Embracer Group, a Swedish gaming powerhouse, is currently facing financial difficulties, which have led to lay-offs, studio closures, and the potential sale of certain studios. It acknowledges that the company’s situation has not improved and further lay-offs and studio closures may be necessary.
During the annual ordinary shareholders’ meeting, Lars Wingefors, the CEO of Embracer, addressed questions and admitted that the decision to close studios was a challenging one, but necessary. The company is now planning to restructure and reduce staff in certain teams, and there may be additional studio closures.
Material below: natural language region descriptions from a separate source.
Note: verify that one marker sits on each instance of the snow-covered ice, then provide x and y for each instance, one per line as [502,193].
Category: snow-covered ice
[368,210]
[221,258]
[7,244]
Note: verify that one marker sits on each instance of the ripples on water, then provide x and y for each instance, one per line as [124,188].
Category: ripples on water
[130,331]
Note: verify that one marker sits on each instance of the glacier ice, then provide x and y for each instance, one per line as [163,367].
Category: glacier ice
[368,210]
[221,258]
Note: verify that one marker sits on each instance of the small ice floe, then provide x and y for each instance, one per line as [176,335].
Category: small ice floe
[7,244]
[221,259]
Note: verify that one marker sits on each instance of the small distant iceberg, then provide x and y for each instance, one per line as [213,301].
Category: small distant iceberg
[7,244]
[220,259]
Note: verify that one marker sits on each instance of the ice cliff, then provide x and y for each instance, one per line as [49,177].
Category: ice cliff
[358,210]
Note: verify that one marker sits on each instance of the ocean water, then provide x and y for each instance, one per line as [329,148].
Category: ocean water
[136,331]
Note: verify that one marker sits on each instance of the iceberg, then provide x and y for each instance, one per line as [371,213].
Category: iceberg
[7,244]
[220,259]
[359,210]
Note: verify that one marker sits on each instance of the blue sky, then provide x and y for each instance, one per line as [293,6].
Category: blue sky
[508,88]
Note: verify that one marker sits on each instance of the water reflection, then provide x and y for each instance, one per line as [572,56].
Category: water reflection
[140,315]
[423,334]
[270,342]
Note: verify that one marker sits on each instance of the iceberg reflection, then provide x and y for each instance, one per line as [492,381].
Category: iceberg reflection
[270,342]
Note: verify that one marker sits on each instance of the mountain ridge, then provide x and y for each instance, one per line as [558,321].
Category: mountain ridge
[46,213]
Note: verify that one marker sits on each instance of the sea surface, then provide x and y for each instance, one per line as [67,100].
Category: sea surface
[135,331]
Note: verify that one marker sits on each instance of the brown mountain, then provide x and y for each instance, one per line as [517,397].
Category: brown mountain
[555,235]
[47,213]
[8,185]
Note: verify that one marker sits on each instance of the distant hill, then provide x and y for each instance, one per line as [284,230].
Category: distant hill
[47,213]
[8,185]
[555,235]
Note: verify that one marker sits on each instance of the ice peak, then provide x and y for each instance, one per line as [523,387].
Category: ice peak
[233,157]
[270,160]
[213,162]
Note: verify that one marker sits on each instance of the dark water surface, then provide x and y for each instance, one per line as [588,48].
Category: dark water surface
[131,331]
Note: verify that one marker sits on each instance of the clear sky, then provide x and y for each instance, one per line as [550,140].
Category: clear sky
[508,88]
Wingefors is confident that these actions will be completed within the company’s current fiscal year.
Regarding the sale of some studios, Wingefors stated that there is interest from both major game companies and investment groups. Selling larger-sized studios will likely be easier compared to smaller ones.
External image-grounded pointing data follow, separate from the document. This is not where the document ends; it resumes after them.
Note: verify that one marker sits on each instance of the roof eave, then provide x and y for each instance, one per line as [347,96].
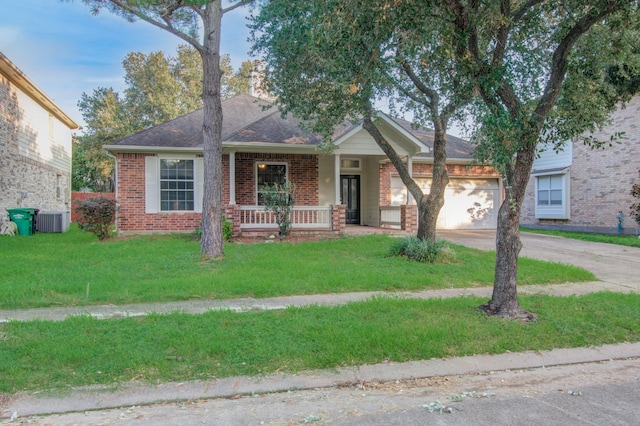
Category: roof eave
[20,79]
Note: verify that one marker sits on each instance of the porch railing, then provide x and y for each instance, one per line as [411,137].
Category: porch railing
[390,216]
[302,217]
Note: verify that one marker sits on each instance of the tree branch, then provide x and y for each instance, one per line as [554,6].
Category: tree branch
[165,26]
[561,55]
[519,14]
[237,5]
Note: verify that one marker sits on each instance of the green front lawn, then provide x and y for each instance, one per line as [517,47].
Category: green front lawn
[73,269]
[40,355]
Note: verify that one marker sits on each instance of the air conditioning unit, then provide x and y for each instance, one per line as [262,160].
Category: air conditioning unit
[52,221]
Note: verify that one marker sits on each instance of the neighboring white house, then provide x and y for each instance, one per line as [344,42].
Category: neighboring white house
[35,145]
[584,189]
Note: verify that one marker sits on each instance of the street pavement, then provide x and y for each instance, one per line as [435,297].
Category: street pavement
[563,386]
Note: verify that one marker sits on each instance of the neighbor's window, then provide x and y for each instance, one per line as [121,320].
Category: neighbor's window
[176,185]
[550,190]
[350,163]
[58,186]
[269,174]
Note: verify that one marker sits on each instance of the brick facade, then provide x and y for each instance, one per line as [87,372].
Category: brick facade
[46,187]
[302,169]
[600,180]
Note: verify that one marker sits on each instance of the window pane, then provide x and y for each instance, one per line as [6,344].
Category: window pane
[176,185]
[543,198]
[543,182]
[350,164]
[556,197]
[555,182]
[270,174]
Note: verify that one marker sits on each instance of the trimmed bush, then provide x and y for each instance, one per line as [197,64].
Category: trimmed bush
[96,215]
[425,251]
[280,200]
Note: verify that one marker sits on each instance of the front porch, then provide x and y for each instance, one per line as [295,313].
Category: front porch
[255,220]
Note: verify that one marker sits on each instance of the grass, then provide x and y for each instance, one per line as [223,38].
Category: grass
[80,351]
[622,240]
[74,269]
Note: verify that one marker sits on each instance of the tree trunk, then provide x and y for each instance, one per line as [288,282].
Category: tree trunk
[211,244]
[504,301]
[430,205]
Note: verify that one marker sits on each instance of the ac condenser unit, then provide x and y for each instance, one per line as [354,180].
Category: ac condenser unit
[53,221]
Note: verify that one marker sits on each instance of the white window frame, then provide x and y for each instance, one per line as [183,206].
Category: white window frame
[550,211]
[152,183]
[269,163]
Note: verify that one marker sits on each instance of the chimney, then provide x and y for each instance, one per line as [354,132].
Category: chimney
[256,81]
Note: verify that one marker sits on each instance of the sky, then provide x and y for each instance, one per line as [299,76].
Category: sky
[66,51]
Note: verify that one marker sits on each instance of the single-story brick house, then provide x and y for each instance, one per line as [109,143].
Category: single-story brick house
[580,189]
[159,176]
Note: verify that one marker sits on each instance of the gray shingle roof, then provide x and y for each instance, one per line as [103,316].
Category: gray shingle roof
[245,119]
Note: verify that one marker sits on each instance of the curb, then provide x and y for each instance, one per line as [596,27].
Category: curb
[100,398]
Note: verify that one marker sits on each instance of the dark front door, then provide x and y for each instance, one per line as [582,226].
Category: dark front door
[350,195]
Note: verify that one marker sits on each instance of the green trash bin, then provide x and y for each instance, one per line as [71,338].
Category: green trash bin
[24,219]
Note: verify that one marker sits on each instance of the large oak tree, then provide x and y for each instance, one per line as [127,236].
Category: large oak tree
[541,69]
[329,61]
[199,23]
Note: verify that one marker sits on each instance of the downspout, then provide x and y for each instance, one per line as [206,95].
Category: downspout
[115,180]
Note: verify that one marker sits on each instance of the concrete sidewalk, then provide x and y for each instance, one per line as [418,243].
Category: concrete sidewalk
[100,398]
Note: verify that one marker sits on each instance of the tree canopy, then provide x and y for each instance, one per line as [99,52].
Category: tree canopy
[158,88]
[329,61]
[199,23]
[540,71]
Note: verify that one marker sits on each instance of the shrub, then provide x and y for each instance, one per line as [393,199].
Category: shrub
[96,215]
[635,207]
[425,251]
[280,199]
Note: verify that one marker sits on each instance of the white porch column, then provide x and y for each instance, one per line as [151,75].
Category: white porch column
[232,177]
[410,169]
[336,174]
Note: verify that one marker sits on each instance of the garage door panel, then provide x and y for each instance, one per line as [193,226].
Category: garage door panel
[469,203]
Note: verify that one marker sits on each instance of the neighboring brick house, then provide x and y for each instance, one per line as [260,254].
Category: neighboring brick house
[159,175]
[35,145]
[584,189]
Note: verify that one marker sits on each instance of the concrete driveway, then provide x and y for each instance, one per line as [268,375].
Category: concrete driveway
[613,264]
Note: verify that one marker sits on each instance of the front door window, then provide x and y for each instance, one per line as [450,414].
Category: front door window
[350,195]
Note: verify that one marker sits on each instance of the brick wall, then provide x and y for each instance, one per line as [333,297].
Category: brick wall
[302,168]
[131,215]
[600,180]
[303,171]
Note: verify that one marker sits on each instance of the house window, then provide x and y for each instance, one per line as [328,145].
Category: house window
[269,174]
[176,185]
[350,163]
[550,190]
[552,196]
[58,186]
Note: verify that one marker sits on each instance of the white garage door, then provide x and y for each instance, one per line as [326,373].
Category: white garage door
[468,203]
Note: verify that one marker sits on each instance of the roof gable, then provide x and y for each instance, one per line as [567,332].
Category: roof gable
[249,121]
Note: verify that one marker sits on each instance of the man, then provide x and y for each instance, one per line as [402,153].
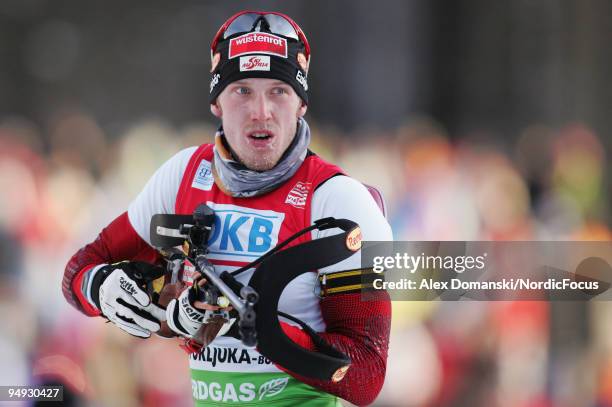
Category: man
[264,185]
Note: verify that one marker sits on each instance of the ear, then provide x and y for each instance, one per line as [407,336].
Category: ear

Although Embracer has not disclosed specific plans for layoffs, closures, or studio sales, the company’s financial situation suggests that clarity may be achieved in the near future.
According to the numbers on the Embracer Group’s website, the conglomerate currently owns 139 studios, categorized into 12 operative groups, with a total workforce exceeding 16,500 individuals.
TLDR: Embracer Group, a Swedish gaming company, is experiencing financial challenges that have resulted in layoffs, studio closures, and potential studio sales. The CEO, Lars Wingefors, acknowledged the difficult decision to close studios and emphasized the company’s plans to restructure and downsize certain teams. While specific details are not yet available, the company’s financial situation suggests that further changes will be made. Embracer Group currently owns 139 studios across 12 operative groups and employs over 16,500 people.